Анастасия Потанина (Artis).

Те представители нового поколения, которые действительно хотят стать менеджерами состояний, должны понимать, **«**что это самая тяжелая работа, – говорит Яков Сергиенко из McKinsey & Company. – Внутри компаний, в которых наследник будет учиться, должно появиться пространство для эксперимента – чтобы преемник мог совершать ошибки. Только пары отцов и детей, которые действительно доверяют друг другу и работают в терминах «ментор» и «ученик», наверное, будут успешными в плане преемственности. Но главным фактором неудачи является отсутствие объединяющей их ценности. Если к моменту передачи состояния не ясна ценность, которая стоит за семьей, вероятность успеха не очень высока».

Сооснователь девелоперской компании Capital Group, отец шестерых детей Павел Тё убежден: опыт интеграции детей в бизнес во многих известных в России случаях не всегда идет на пользу компании. «Кто-то действительно хочет связать свое будущее с семейной компанией, кого-то отец просто отправляет в большой и дорогой кабинет так же, как когда-то отправлял ребенка в свою комнату – чтобы не мешал. Иногда дети владельцев просто «болтаются» на топовых должностях в ожидании непонятно чего.

Мой сын Герман сейчас работает в Capital Group, причем не на самой высокой должности. Поверьте, я спрашиваю с него больше, чем с любого другого рядового работника. Лучшее наследство – это воспитание. Следующему поколению предстоит навсегда изменить жизнь планеты. Они очистят океан, изобретут что-то, что заменит пластик, создадут новые, экологически чистые источники энергии. У нас такой идеи планетарного масштаба нет. То, что она есть у наших детей, куда важнее размеров их наследств».

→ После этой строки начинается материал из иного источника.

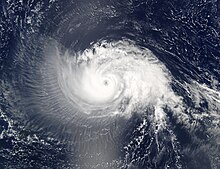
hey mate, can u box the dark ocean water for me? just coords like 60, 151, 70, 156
0, 0, 220, 169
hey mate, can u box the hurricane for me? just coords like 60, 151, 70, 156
0, 0, 220, 169
51, 40, 180, 118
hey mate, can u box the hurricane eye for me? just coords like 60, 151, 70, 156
103, 80, 109, 86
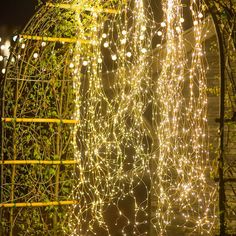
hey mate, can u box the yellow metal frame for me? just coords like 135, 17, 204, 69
46, 2, 119, 14
19, 35, 91, 44
0, 160, 79, 165
2, 118, 79, 124
0, 201, 78, 208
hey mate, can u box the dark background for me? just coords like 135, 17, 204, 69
0, 0, 37, 28
0, 0, 192, 34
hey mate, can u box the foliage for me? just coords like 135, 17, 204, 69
0, 2, 77, 235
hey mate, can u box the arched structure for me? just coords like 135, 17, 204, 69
1, 0, 231, 235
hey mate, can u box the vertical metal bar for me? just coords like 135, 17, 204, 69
218, 30, 226, 236
0, 71, 5, 236
204, 1, 226, 234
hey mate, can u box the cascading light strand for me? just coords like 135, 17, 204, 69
67, 0, 216, 235
68, 0, 155, 235
152, 0, 216, 234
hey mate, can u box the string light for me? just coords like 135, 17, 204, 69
152, 0, 216, 234
68, 0, 154, 234
33, 52, 39, 59
63, 0, 216, 235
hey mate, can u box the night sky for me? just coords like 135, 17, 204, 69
0, 0, 191, 29
0, 0, 37, 28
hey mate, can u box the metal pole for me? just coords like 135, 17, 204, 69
204, 1, 226, 234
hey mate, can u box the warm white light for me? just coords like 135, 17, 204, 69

«Самое важное, что мы можем передать нашим детям, – это понимание того, что действительно значимо, умение принимать самостоятельные решения, а также здоровые амбиции, – комментирует президент Московской школы управления «Сколково» Андрей Шаронов. – Мои родители не имели высшего образования. Отец всю жизнь проработал рабочим на авиационном заводе, мать – продавцом в промтоварном магазине и товароведом. Тем не менее отец с дедом научили меня в пять с половиной лет читать, а в шесть лет мать записала меня в библиотеку. Именно от родителей я получил импульс к образованию и умению самостоятельно учиться, которого мне хватило, чтобы стать золотым медалистом и ленинским стипендиатом. Семья может не дать вам связей, может не выбрать за вас лучшие университеты, но уважение родителей к вашему выбору, умение поддержать и вовремя отпустить важнее любых материальных ценностей».

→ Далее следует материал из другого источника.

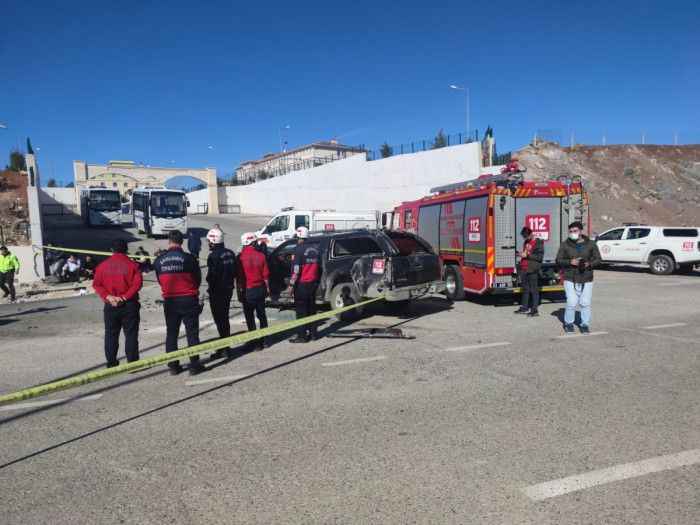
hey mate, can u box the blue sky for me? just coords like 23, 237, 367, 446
1, 0, 698, 186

Кстати, о связях. Они часто достаются ребенку по наследству вместе с хорошей фамилией. Сын Андрея Шаронова Никита, бакалавр банковского дела и финансов ВШЭ, в Москве продвигает сейчас свой стартап IdrinQ, «напиток, дающий энергию на клеточном уровне без кофеина и таурина за счет R(+)-альфа-липоевой кислоты и L-аргинина». «Сейчас у нас этап развития, который называется death valley («долина смерти»): доходов еще нет, а расходы все идут и идут, – рассказывает отец. – Моральная нагрузка на нем, материальная – на мне. Иногда Никита обращается с просьбой организовать какие-то выходы, встречи, иногда я это делаю. Причем я взял за правило не настаивать ни на каком результате. Я договариваюсь о встрече, а дальше это его шанс. Воспользуется он им или нет, сумеет продать себя и свой проект или не сумеет – его дело. Я плохо отношусь к просьбам моих знакомых «прими на работу моего ребенка», и сам детей никогда никуда не устраивал. Они всегда устраивались сами. Мы должны давать детям возможность совершить свои ошибки. Скажем, я долгое время пытался убедить дочь (она клинический психолог) занять какую- то более активную позицию. Но это ни к чему, кроме конфликтов, не приводило. Пока я не понял, что она имеет абсолютное право на свою жизнь, включая свои успехи и неудачи».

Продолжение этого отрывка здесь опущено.